Innate Will: requires no tending. Driven by intrinsic forces like love or survival that drive behavior.
Will Power: requires curating. Implies we are fighting against something. Often found through discipline for external rewards. Often short-lived.
Free Will: the ability to choose.
Can Innate Will be stoked? If so, can we use our Free Will to stir it without the struggle and yo-yo effects of will power plays? Wouldn’t it be wonderful to be moved by innate will to behave in ways that expand health, connection, and sustainable balance for ourselves and the planet without having to be scared awake to do it?

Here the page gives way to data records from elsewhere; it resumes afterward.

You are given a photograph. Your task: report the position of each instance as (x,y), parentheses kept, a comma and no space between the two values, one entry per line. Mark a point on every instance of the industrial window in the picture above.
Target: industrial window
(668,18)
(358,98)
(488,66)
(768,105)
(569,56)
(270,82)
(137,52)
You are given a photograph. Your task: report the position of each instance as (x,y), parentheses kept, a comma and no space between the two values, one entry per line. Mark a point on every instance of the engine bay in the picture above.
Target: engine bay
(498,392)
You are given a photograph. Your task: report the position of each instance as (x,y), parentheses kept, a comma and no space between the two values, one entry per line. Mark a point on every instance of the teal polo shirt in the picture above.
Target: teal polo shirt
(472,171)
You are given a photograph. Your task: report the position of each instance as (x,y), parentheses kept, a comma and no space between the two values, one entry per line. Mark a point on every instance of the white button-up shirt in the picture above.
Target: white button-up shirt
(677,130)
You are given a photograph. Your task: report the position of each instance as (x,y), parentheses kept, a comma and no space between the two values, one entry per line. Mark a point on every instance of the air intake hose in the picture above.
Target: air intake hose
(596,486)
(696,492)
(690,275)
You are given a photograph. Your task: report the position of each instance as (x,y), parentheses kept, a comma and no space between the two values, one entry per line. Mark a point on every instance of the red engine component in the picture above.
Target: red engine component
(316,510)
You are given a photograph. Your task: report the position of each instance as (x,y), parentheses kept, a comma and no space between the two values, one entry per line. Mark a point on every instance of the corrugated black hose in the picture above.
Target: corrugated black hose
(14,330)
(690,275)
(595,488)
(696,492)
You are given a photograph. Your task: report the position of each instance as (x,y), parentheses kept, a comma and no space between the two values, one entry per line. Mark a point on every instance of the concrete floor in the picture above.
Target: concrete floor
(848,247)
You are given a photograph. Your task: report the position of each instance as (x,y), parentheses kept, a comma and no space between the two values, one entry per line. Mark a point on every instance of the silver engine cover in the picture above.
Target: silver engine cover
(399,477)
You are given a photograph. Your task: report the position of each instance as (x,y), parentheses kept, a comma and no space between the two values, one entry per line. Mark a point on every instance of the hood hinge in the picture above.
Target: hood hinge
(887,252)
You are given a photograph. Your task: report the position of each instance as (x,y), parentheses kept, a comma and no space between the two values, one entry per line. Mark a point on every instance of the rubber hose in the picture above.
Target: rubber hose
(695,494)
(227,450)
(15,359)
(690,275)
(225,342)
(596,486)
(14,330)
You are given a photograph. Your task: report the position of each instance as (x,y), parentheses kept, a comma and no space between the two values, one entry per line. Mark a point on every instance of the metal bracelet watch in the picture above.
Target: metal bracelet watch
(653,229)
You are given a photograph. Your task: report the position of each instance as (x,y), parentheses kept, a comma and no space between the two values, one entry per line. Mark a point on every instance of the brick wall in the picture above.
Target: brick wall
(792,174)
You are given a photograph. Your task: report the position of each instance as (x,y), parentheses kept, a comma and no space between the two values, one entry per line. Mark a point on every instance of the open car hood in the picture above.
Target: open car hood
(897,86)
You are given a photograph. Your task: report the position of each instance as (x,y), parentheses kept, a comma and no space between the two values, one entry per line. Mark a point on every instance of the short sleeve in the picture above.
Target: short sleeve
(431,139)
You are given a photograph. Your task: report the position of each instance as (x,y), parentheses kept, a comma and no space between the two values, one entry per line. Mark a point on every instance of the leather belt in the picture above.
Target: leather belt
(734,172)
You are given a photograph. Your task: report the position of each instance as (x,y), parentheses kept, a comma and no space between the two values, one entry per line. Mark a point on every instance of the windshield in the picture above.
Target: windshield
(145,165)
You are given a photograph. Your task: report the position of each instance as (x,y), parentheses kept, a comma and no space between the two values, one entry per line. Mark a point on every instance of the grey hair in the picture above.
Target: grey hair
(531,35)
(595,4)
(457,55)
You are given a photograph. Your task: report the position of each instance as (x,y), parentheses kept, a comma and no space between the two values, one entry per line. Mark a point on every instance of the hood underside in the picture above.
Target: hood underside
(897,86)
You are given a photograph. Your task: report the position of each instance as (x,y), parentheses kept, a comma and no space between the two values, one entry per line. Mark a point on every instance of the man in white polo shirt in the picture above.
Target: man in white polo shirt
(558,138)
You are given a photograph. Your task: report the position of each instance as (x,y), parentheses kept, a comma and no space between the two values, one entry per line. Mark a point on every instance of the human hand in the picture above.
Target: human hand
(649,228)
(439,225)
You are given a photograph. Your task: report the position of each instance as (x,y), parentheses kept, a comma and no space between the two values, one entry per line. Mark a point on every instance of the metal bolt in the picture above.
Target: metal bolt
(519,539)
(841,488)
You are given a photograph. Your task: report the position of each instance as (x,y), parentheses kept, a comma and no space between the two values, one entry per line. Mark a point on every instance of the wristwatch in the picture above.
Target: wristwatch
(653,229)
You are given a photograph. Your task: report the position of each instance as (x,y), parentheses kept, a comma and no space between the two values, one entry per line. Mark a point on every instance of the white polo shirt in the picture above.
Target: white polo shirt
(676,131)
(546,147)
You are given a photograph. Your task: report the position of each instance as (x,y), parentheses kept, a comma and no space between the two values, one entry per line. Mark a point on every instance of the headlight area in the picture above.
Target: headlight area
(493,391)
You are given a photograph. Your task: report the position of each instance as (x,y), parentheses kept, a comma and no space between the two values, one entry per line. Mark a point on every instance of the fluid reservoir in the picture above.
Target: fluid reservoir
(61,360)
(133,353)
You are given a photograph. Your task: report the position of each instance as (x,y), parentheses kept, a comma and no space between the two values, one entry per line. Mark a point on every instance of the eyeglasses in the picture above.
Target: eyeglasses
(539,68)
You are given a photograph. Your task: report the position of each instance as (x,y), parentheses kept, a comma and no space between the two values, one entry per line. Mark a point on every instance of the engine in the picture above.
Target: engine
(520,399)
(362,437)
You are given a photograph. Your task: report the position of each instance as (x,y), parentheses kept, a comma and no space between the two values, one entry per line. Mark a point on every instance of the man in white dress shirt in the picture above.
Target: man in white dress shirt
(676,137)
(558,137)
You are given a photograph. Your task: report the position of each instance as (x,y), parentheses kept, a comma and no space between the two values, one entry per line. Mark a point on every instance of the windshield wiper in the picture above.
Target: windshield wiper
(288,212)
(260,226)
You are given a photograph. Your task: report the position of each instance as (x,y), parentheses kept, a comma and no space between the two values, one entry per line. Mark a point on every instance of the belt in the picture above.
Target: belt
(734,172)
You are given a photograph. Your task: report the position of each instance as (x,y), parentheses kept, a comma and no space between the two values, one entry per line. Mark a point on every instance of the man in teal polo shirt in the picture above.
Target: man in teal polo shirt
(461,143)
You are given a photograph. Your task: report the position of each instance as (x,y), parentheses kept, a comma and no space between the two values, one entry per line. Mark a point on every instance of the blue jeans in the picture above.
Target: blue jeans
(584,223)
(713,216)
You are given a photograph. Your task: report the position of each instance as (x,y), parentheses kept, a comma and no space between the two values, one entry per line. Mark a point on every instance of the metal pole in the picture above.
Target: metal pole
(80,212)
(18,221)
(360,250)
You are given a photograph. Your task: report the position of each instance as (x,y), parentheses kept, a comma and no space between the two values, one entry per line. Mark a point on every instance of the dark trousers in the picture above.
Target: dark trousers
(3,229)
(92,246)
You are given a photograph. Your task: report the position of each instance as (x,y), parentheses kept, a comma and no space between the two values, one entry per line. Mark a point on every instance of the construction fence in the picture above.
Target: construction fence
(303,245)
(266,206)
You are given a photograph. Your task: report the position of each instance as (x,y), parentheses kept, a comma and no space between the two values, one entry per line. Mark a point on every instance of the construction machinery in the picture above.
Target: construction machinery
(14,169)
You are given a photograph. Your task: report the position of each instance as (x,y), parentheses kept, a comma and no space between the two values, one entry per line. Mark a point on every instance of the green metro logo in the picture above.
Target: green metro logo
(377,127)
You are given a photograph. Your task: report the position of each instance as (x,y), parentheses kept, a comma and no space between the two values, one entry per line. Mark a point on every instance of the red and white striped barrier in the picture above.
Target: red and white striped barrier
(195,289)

This is where Free Will meets another seemingly singular human gift: Voluntary Breath. When we become aware of our breath, we start to alter it. From there we can travel on a continuum of awareness to control and actually coax different states of consciousness in the process. We can slow or speed up our brain waves, connect to our physical body, participate with intention in our environment inside and out. When we combine our free will with the gift of voluntary breath, we now have something called a Practice. A breath practice reconnects us to presence and reality. From there we can be moved from innate forces that I trust are well guided when compared to following some external plan of determined will to get somewhere else. Why trust that? When we are present, we are connected to the same forces that tell geese to migrate south in the winter and crocus to burst through snow in spring. We just know. We are moved. If we force our will to power us out of where we are, we are driven instead of guided. That drive has caused each of us a lot of suffering.
In all of this, there’s a realization that the will to survive is innate, but can we survive the passive will to always be comfortable? Can we survive the knowledge that we have free will and are in choice? Can we meet that choice with practices to reconnect, drop the forceful idea that we need determination to get somewhere else, and instead breathe the reality of our temporary lives to be moved into right actions?
I have plenty of vices and addictions to study these concepts through. The wild species around us are acting on instinct, without judging themselves for their behaviors. For us, we have choices to make. Take it, or leave it. We’re only human, after all.